1. query what happened after submission

When the query is submitted to SQL Server
After the database, many processes start to work, and the ultimate goal is to return the data to the user or store it as soon as possible, while maintaining data consistency. These processes are for each query server submitted to the server
So there are a lot of different actions happen on the server at the same time, we only focus on T-SQL-related things, roughly divided into two stages:

  • Processes in relational Engine
  • Stored engine Process

In the relational engine, the query optimizer parses and processes the query, generates the execution plan, and then sends the execution plan to the storage engine (in binary mode). The storage engine uses the execution plan to obtain or update data. Locking, index maintenance, and transactions all occur in the storage engine. Since the execution plan is generated by the relational engine, we will focus on the relational engine.

1.1 query resolution

The first place for a T-SQL query to go to the server is the relational engine, which is passed to a process to check the spelling and format. This processing process is the query parsing process. The output of the parsing process is a parsing tree. The parsing tree represents the logical steps for executing the query. If the T-SQL statement is not a data manipulation language (DML) statement, it will not be optimized. For example, the system has only one "correct" way to create a table, there is no chance.
To improve performance.

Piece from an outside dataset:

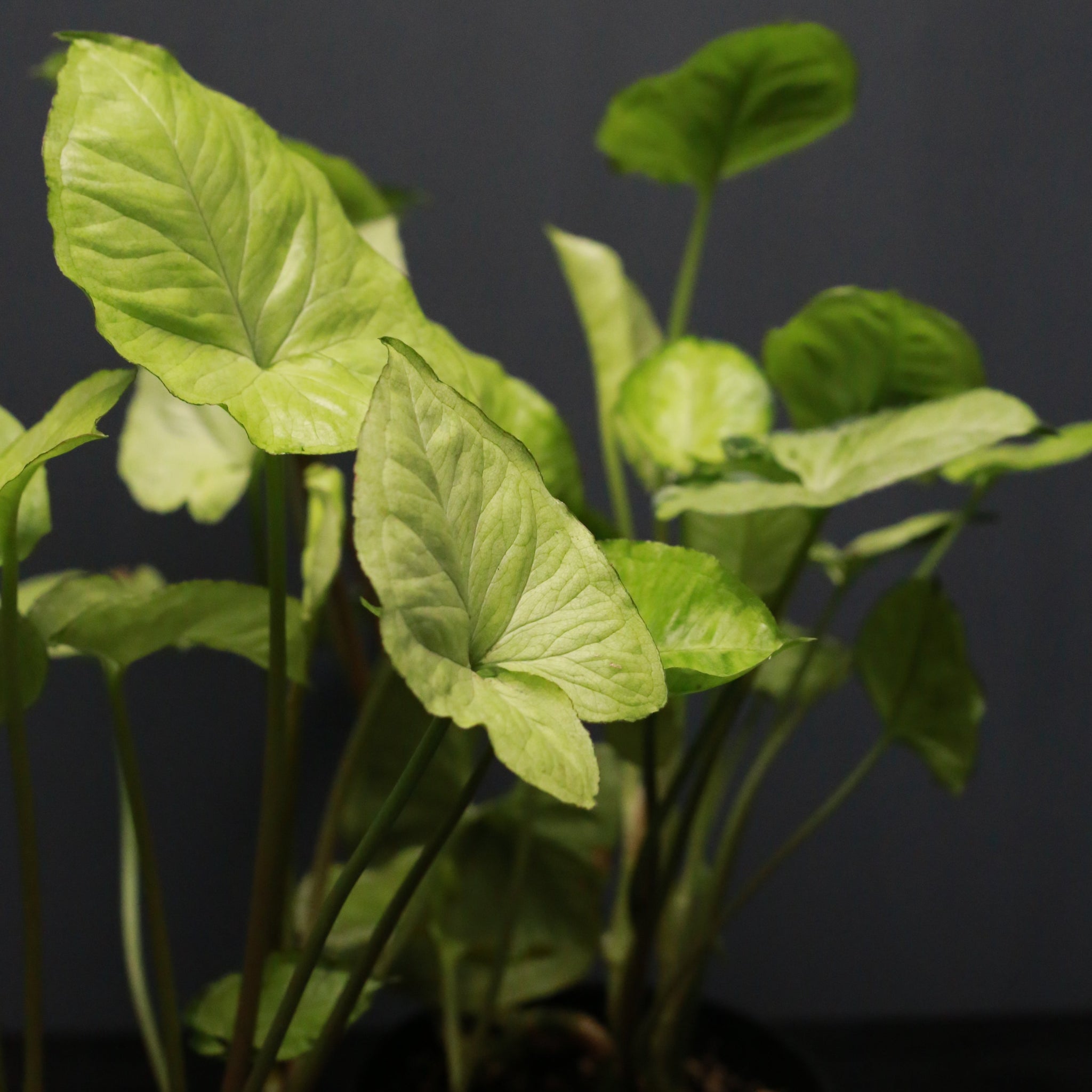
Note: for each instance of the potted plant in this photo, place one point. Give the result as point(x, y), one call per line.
point(483, 611)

If T-SQL is a DML declaration, the parsing tree is passed to a process named algebrizer. algebrizer parses and queries all referenced objects, tables, and columns.
And identifies the column type (varchar (50) vs nvarchar (25). In addition, an aggregate binding
To determine the aggregation position. The algebrizer process is very important because the query may contain packages or aliases, synonyms, or nonexistent names, which need to be resolved or the query references nonexistent objects. The output of algebrizer is the query processsor tree in binary format, which is then passed to the query optimizer.

1.2 Query Optimizer

The query optimizer determines whether the data can access the index and which connection to use. There are many other things. This kind of decision is based on overhead and requires CPU and Io. The query optimizer will generate and evaluate a lot
Plan (unless the cache already exists). Generally, select the one with the lowest overhead, for example, the one with the fastest running and the least resources, CPU, and I/O used. Execution speed is still the most important factor,
If results are returned faster, the optimizer selects CPU-intensive processes. Sometimes the optimizer also chooses a plan with lower efficiency. if it thinks that it takes time to evaluate a lot of execution plans, it is better to adopt lower efficiency.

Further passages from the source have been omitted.